EM applications: Stochastic EM

$\newcommand{\abs}[1]{\lvert#1\rvert}$ $\newcommand{\norm}[1]{\lVert#1\rVert}$ $\newcommand{\innerproduct}[2]{\langle#1, #2\rangle}$ $\newcommand{\Tr}[1]{\operatorname{Tr}\mleft(#1\mright)}$ $\DeclareMathOperator*{\argmin}{argmin}$ $\DeclareMathOperator*{\argmax}{argmax}$ $\DeclareMathOperator{\diag}{diag}$ $\newcommand{\converge}[1]{\xrightarrow{\makebox[2em][c]{$\scriptstyle#1$}}}$ $\newcommand{\quotes}[1]{``#1''}$ $\newcommand\ddfrac[2]{\frac{\displaystyle #1}{\displaystyle #2}}$ $\newcommand{\vect}[1]{\boldsymbol{\mathbf{#1}}}$ $\newcommand{\E}{\mathbb{E}}$ $\newcommand{\Var}{\mathrm{Var}}$ $\newcommand{\Cov}{\mathrm{Cov}}$ $\renewcommand{\N}{\mathbb{N}}$ $\renewcommand{\Z}{\mathbb{Z}}$ $\renewcommand{\R}{\mathbb{R}}$ $\newcommand{\Q}{\mathbb{Q}}$ $\newcommand{\C}{\mathbb{C}}$ $\newcommand{\bbP}{\mathbb{P}}$ $\newcommand{\rmF}{\mathrm{F}}$ $\newcommand{\iid}{\mathrm{iid}}$ $\newcommand{\distas}[1]{\overset{#1}{\sim}}$ $\newcommand{\cA}{\mathcal{A}}$ $\newcommand{\cB}{\mathcal{B}}$ $\newcommand{\cC}{\mathcal{C}}$ $\newcommand{\cD}{\mathcal{D}}$ $\newcommand{\cE}{\mathcal{E}}$ $\newcommand{\cF}{\mathcal{F}}$ $\newcommand{\cG}{\mathcal{G}}$ $\newcommand{\cH}{\mathcal{H}}$ $\newcommand{\cI}{\mathcal{I}}$ $\newcommand{\cJ}{\mathcal{J}}$ $\newcommand{\cL}{\mathcal{L}}$ $\newcommand{\cM}{\mathcal{M}}$ $\newcommand{\cP}{\mathcal{P}}$ $\newcommand{\cO}{\mathcal{O}}$ $\newcommand{\cQ}{\mathcal{Q}}$ $\newcommand{\cU}{\mathcal{U}}$ $\newcommand{\cV}{\mathcal{V}}$ $\newcommand{\cN}{\mathcal{N}}$ $\newcommand{\cT}{\mathcal{T}}$ $\newcommand{\cX}{\mathcal{X}}$ $\newcommand{\cY}{\mathcal{Y}}$ $\newcommand{\cZ}{\mathcal{Z}}$ $\newcommand{\cS}{\mathcal{S}}$ $\newcommand{\shorteqnote}[1]{ & \textcolor{blue}{\text{\small #1}}}$ $\newcommand{\qimplies}{\quad\Longrightarrow\quad}$ $\newcommand{\defeq}{\stackrel{\triangle}{=}}$ $\newcommand{\longdefeq}{\stackrel{\text{def}}{=}}$ $\newcommand{\equivto}{\iff}$

In this blog post, we’ll explore the Stochastic Expectation-Maximization (SEM) algorithm and its application to Gaussian Mixture Models (GMMs). Building upon the traditional EM algorithm, SEM introduces stochasticity into the estimation process, offering potential advantages in terms of escaping local optima and handling large datasets. We’ll carefully examine the mathematical derivations and provide a concrete example of GMMs using SEM.

Introduction to SEM

The Expectation-Maximization (EM) algorithm is a powerful tool for finding maximum likelihood estimates in models with latent variables, such as Gaussian Mixture Models (GMMs). However, EM can sometimes get trapped in local maxima, especially in complex or high-dimensional spaces.

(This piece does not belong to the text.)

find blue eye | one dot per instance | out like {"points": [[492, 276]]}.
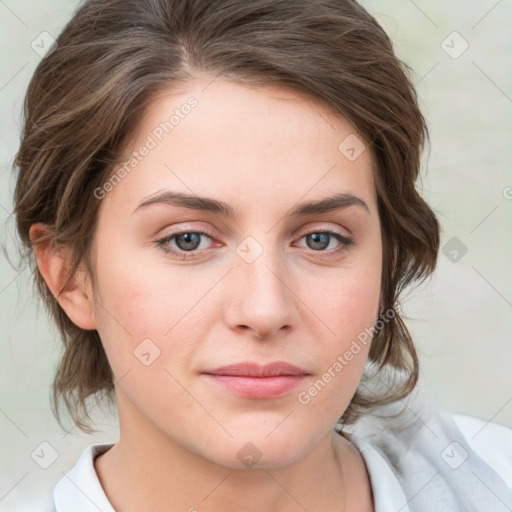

Moreover, note that the $Q_t(\Theta) := E_{Z \mid X; \Theta_t}\left[ \log p(X, Z; \Theta) \right]$ which appears in the E-step is simply the conditional expectation of the complete-data log-likelihood in terms of observed variable, given $X$ and assuming the true parameter value is $\Theta_t$. This yields some probabilistic insight on this $Q$ function. Since this is expectation, for all $\Theta$, $Q_t(\Theta)$ is an estimate of the complete-data log-likelihood built on the information of the incomplete data and under the assumption that the true parameter is unknown. In some way, it is not far from being the “best” estimate that we can possibly make without knowing $Z$, because conditional expectation is, by definition, the estimator that minimizes the conditional mean squared error:

\[Q_t(\Theta) = \argmin_{\mu} \int \left[\log p(X, Z; \Theta) -\mu \right]^2 P(Z \mid X; \Theta_t) dZ\]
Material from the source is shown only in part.